Tuesday, January 19, 2016

The "alien megastructure" star is back, and even more mysterious than before

After months of analysis, including looking through "glass plate" records dating back more than a century, scientists have ruled out comets accounting for the extreme light fluctuations. But what they discovered is even more puzzling.

Artist's rendering of a hypothetical Dyson Sphere.

by S. Alex Martin

Remember the "alien megastructure" star? The weird one whose light dipped by 20% at irregular intervals and the scientific consensus came to be clouds of orbiting comets?

After months of examinations, the cloud of comets has been ruled out as “completely implausible” given the size and density required for the swarm of comets to be in order to cause this phenomenon.

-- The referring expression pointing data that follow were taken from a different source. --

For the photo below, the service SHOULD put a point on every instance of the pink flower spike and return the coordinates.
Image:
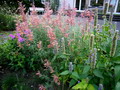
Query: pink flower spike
(12, 36)
(18, 34)
(20, 39)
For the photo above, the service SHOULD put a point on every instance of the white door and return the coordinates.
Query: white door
(118, 7)
(66, 4)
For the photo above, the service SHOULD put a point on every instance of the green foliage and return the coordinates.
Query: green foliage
(7, 18)
(7, 22)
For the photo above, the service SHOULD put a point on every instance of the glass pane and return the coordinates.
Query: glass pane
(100, 3)
(112, 4)
(83, 4)
(118, 8)
(77, 4)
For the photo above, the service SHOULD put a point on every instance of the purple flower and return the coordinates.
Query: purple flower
(12, 36)
(20, 39)
(18, 34)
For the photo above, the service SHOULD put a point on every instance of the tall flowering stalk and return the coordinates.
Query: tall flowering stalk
(63, 44)
(52, 37)
(91, 44)
(111, 14)
(105, 8)
(96, 18)
(114, 44)
(70, 66)
(93, 57)
(22, 11)
(71, 13)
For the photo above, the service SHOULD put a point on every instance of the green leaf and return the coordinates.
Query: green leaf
(65, 72)
(117, 72)
(86, 69)
(98, 73)
(90, 87)
(72, 82)
(117, 87)
(75, 75)
(81, 85)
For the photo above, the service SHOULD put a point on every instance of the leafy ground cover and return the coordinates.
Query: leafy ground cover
(60, 53)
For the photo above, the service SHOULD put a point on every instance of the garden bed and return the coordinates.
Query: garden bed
(61, 53)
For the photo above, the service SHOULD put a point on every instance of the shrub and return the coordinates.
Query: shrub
(7, 22)
(83, 55)
(7, 18)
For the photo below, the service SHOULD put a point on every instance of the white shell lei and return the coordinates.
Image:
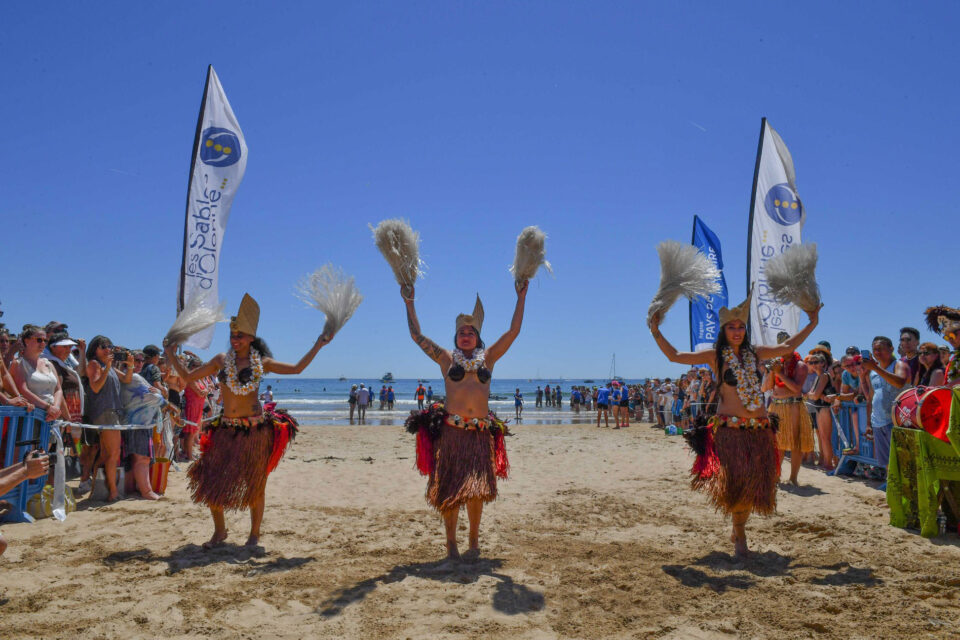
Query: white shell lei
(473, 363)
(230, 369)
(748, 387)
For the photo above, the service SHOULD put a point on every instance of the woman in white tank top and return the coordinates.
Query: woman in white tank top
(34, 376)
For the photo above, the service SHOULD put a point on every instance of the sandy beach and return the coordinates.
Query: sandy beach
(596, 535)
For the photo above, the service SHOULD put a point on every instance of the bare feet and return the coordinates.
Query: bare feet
(452, 552)
(216, 540)
(739, 540)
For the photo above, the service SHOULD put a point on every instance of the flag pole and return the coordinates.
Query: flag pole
(693, 240)
(753, 200)
(186, 217)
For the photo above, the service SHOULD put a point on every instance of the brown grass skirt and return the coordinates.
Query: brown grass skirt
(232, 469)
(796, 430)
(749, 471)
(464, 469)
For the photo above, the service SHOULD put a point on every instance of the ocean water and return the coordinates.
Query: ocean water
(324, 400)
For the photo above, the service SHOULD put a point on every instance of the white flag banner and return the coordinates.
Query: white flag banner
(775, 224)
(216, 170)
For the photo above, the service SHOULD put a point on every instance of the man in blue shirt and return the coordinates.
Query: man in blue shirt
(603, 405)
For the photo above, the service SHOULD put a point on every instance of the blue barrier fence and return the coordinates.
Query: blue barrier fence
(33, 431)
(843, 421)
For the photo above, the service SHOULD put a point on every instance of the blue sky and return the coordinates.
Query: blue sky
(609, 125)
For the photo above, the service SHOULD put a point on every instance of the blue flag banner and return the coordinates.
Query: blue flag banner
(704, 320)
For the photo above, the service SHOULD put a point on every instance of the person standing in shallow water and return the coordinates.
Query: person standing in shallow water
(241, 447)
(741, 466)
(467, 454)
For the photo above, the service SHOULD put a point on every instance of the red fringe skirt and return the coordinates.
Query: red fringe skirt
(235, 459)
(462, 463)
(746, 471)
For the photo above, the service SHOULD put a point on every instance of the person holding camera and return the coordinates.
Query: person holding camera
(785, 377)
(888, 376)
(34, 375)
(35, 465)
(104, 405)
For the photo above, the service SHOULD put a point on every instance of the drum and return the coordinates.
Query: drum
(926, 408)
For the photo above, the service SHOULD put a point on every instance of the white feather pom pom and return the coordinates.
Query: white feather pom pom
(792, 276)
(531, 254)
(201, 312)
(400, 245)
(332, 292)
(684, 271)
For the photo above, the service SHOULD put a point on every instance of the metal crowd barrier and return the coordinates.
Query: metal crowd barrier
(842, 422)
(23, 432)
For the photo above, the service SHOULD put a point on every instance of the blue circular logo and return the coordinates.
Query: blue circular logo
(219, 147)
(782, 205)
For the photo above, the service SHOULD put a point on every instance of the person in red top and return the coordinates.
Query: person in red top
(785, 377)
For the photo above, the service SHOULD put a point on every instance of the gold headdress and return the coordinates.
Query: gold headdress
(475, 320)
(942, 319)
(740, 312)
(248, 316)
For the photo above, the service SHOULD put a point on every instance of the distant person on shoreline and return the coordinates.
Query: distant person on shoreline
(603, 405)
(352, 400)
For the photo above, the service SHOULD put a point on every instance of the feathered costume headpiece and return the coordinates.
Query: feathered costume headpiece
(332, 292)
(684, 271)
(400, 245)
(792, 276)
(942, 319)
(201, 312)
(531, 254)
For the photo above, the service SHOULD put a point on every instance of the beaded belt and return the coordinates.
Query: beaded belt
(735, 422)
(474, 424)
(242, 423)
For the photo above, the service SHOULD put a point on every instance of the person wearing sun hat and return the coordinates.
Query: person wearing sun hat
(785, 382)
(240, 448)
(737, 461)
(945, 321)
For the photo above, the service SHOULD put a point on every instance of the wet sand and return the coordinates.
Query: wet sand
(596, 535)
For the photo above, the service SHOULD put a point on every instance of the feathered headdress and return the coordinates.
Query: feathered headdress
(201, 312)
(942, 319)
(332, 292)
(740, 312)
(792, 276)
(684, 271)
(400, 245)
(530, 255)
(475, 319)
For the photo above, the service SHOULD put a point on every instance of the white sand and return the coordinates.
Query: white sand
(596, 535)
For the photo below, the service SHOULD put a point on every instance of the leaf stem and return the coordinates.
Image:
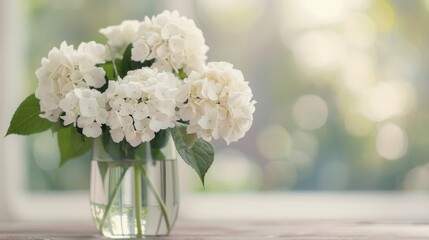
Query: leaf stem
(111, 198)
(158, 199)
(138, 198)
(113, 61)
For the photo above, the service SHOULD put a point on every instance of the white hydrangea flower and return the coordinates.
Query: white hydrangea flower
(219, 103)
(175, 42)
(65, 69)
(119, 36)
(142, 103)
(86, 109)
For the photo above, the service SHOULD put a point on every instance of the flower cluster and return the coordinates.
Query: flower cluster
(65, 69)
(219, 103)
(166, 80)
(86, 109)
(141, 104)
(174, 42)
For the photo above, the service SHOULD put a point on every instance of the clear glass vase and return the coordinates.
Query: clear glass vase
(134, 191)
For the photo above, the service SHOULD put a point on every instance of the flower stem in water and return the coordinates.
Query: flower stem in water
(138, 198)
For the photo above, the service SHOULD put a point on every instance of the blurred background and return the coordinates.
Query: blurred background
(342, 90)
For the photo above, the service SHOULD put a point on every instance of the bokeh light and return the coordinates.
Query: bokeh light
(274, 142)
(310, 112)
(392, 142)
(233, 171)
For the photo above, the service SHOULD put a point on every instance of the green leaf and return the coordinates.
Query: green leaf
(110, 69)
(26, 120)
(160, 139)
(128, 64)
(181, 74)
(72, 144)
(198, 154)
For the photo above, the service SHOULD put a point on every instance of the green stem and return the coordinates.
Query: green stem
(159, 200)
(111, 198)
(138, 198)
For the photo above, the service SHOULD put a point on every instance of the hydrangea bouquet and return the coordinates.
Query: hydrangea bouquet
(149, 81)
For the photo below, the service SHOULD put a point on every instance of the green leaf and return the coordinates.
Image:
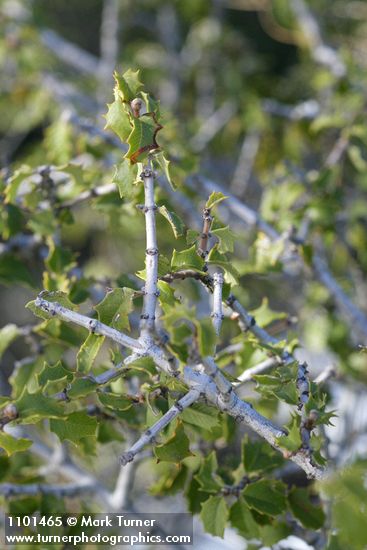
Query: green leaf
(178, 227)
(226, 238)
(165, 167)
(74, 427)
(292, 442)
(12, 445)
(207, 337)
(15, 181)
(214, 515)
(33, 407)
(118, 120)
(55, 296)
(114, 401)
(115, 307)
(266, 496)
(7, 335)
(310, 515)
(258, 456)
(175, 448)
(127, 85)
(201, 416)
(166, 293)
(81, 387)
(142, 139)
(215, 198)
(59, 259)
(88, 352)
(264, 315)
(151, 105)
(207, 476)
(241, 518)
(124, 177)
(52, 373)
(186, 259)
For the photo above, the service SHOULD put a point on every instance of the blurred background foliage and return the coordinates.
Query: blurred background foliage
(267, 98)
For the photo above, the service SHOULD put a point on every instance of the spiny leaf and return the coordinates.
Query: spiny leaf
(175, 448)
(142, 139)
(186, 259)
(15, 181)
(127, 85)
(115, 308)
(54, 296)
(207, 476)
(310, 515)
(33, 407)
(215, 198)
(88, 352)
(214, 515)
(12, 445)
(178, 226)
(76, 426)
(125, 178)
(52, 373)
(7, 335)
(118, 119)
(165, 167)
(266, 496)
(242, 519)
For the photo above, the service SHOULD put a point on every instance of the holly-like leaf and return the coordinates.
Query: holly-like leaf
(186, 259)
(88, 352)
(74, 427)
(178, 226)
(175, 448)
(215, 198)
(81, 387)
(207, 476)
(118, 119)
(165, 167)
(55, 296)
(53, 373)
(12, 445)
(266, 496)
(7, 335)
(115, 308)
(125, 177)
(214, 515)
(114, 401)
(242, 519)
(258, 456)
(309, 514)
(292, 442)
(33, 407)
(142, 139)
(15, 181)
(264, 315)
(151, 105)
(201, 416)
(127, 85)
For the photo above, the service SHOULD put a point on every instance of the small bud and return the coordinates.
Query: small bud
(136, 105)
(10, 411)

According to Bradley Schaefer, of Louisiana State University, it would have to be “648,000 comets, each 200 kilometers [120 miles] wide.”

Schaefer and other researchers went back through records dating through the past century, located the star, and, after thorough analysis, made a startling discovery: KIC 8462852 has decreased in overall luminosity by about 20% over the past century, dimming by roughly 0.193 magnitudes.

Luminosity measurements recorded over the course of a century.
(Source: Bradley Schaefer, arXiv.org)

Now, although stars do go through cycles throughout their lives, overall luminosity essentially doesn’t change, especially not by such a huge margin. And even if it were a cloud of dust or asteroids or comets, you’d expect the luminosity to increase, because gravity would clump things together, therefore creating more unobstructed space for light to shine through. In fact, there would need to be 10,000 to 10,000,000 times MORE dust in the same region today than a century ago to account for the dimming.

A cloud of comets has been dismissed as the cause of light fluctuations

So is a Dyson Sphere--and thus, intelligent life--back on the table?

Schaefer remains skeptical, as we all should be, “as he thinks aliens wouldn’t be able to build something capable of covering a fifth of a star in just a century.” There’s also the issue that if there was a structure, we should be able to detect signatures from across narrow microwave and short-wave infrared bands--and we’re not.

Let’s go back to Schaefer’s point about a century being too short a time span to construct a Dyson Sphere (as this megastructure is often called, one which surrounds a star to capture and store energy). If an intelligent civilization more advanced than us is capable of constructing a Dyson Sphere-like structure, would it be so implausible to think that they could have the capability to construct it relatively quickly?

I’ll leave that up to you. For now, comets seem to be out of the question, and the mystery of KIC 8462852 remains with no plausible explanation.